Array comparative genomic hybridisation (aCGH) was undertaken on 28 EqSCM cases to examine structural variants in the cohort. For this analysis, we used either the Nimblegen 135k oligo array (CGX12) (Roche NimbleGen Inc, Madison, WI, USA), capable of genome-wide screening for CNV to a resolution of 10 kb in well-categorised pathogenic genomic regions, and 50 kb elsewhere, or the Agilent 180k HD oligo array (Sureprint G3 Human 4 × 180k) (Agilent Technologies, Santa Clara, CA, USA), which has a similar resolution (see supplementary information for more details).

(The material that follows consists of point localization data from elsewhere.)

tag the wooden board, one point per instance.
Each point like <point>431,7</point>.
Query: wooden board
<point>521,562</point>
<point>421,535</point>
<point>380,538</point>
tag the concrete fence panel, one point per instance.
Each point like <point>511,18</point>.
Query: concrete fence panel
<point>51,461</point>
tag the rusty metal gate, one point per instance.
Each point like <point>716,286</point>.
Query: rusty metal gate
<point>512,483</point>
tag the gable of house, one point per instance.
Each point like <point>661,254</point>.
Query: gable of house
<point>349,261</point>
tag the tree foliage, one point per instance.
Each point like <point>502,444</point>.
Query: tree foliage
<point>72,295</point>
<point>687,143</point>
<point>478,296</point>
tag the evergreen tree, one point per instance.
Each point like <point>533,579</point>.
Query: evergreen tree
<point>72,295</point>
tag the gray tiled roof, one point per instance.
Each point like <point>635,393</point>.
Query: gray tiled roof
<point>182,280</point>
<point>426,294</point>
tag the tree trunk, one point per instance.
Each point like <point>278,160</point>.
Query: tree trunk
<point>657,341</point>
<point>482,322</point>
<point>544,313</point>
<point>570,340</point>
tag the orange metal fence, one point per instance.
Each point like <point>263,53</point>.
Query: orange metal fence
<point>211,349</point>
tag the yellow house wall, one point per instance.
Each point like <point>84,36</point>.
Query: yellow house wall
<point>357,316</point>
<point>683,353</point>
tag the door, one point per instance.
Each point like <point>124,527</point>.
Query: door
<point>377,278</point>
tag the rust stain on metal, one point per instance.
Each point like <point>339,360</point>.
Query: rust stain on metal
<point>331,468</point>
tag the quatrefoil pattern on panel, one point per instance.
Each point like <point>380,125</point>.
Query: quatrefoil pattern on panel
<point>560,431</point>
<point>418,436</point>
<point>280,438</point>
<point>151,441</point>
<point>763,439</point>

Pooled reference DNA samples (catalogue numbers G147A and G152A) were purchased from Promega (Madison, WI, USA). EqSCM case and reference DNA samples (0.5–1 μg each) were labelled with Cy3 and Cy5 dyes respectively, purified, hybridized, and washed according to Nimblegen and Agilent protocols. Microarrays were scanned on a GenePix 4000B laser scanner (Axon Instruments, CA, USA) or a G2600D Agilent SureScan microarray scanner (Agilent Technologies). Data was processed using Nimblescan (Roche Nimblegen Inc) or Cytogenomics software (Agilent Technologies) with the default algorithms and analysis settings, but with a 5 probe minimum calling threshold. All arrays passed QC metrics for derivative log ratio spread (DLRS) values of <0.2. CNV data was visualised and interpreted using Genoglyphix software (Perkin Elmer) and NCBI genome browser software (genome build hg19 (GRCh37)). The EqSCM aCGH data were assessed against many CNV databases including Genoglyphix Chromosome Aberration Database (containing over 14,000 validated variants from 50,000 samples) (Perkin Elmer, Waltham, MA, USA)90, DECIPHER133, and the Database of Genomic Variation (DGV, containing CNV data from over 35,000 unaffected individuals)134. CNVs were classified as thought to be benign (TBB), uncertain clinical significance (UCS), or clinically significant (CS) using an evidence-based approach61,135,136,137 which included database comparisons (frequency in cases/controls and relation to phenotype), gene content, gene function and dosage sensitivity. A broad summary of our CNV interpretation algorithm is depicted in Supplementary Figure S1. Rare CNVs are defined as those that occur at a frequency of ≤1%. We classified our rare CNV frequency using larger DGV studies containing >1000 individuals82,138,139,140,141.

Data availability

The datasets generated during the current study are not publicly available for ethical reasons but can be made available by the corresponding author (M.A.K) on reasonable request.